I try to learn more about the apply method in python and asking myself how to write the following code using apply:
I have a dataframe df like the following:
A B C D E points
0 0 0 0 1 43 94
1 0 0 1 1 55 62
2 1 1 0 1 21 84
3 1 0 1 0 13 20
Furthermore I have a function like the following, which does its job:
def f1(df):
df_means = pd.DataFrame(columns = ['Mean_Points'])
for columnname in df.columns:
if len(df[df[columnname] == 1]) > 1:
df_means.loc[columnname] = [df[df[columnname] == 1]['points'].mean()]
return df_means
So the output of f1 is
'Mean_Points'
A 52
C 41
D 80
and that's totally fine. But I am wondering if there is a possibility (I am sure there is) to obtain the same result with the apply method. I tried:
df_means = pd.DataFrame(columns = ['Mean_Points'])

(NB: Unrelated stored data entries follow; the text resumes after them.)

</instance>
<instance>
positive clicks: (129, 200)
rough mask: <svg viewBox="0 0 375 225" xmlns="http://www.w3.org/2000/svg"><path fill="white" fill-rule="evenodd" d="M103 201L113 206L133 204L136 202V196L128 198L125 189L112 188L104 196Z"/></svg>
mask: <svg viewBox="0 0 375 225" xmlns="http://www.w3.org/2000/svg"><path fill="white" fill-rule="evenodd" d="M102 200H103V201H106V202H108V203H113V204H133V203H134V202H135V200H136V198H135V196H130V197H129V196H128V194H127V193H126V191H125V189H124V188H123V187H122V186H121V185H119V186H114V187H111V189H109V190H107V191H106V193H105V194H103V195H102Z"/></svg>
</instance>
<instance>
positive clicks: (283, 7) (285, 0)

cols = [col for col in df.columns if len(df[df[col] == 1]) > 1]
df_means.loc[cols] = df[cols].apply(lambda x: df[df[x] == 1]['points'].mean(), axis = 1)
or similar:
df_means = pd.DataFrame(columns = ['Mean_Points'])
df.columns.apply(lambda x: df_means.loc[x] = [df[df[x] == 1]['points'].mean()] if len(df[df[x] == 1]) > 1 else None)
and 2,3 other things, but nothing worked... I hope somebody can help me here?!
pd.DataFrame.dot
# filters s to be just those
# things greater than 1
# v
s = df.eq(1).sum().loc[lambda x: x > 1]
df.loc[:, s.index].T.dot(df.points).div(s)
A 52.0
C 41.0
D 80.0
dtype: float64
This removes the chaff but probably does more calculations than necessary.
df.T.dot(df.points).div(df.sum())[df.eq(1).sum().gt(1)]
A 52.0
C 41.0
D 80.0
dtype: float64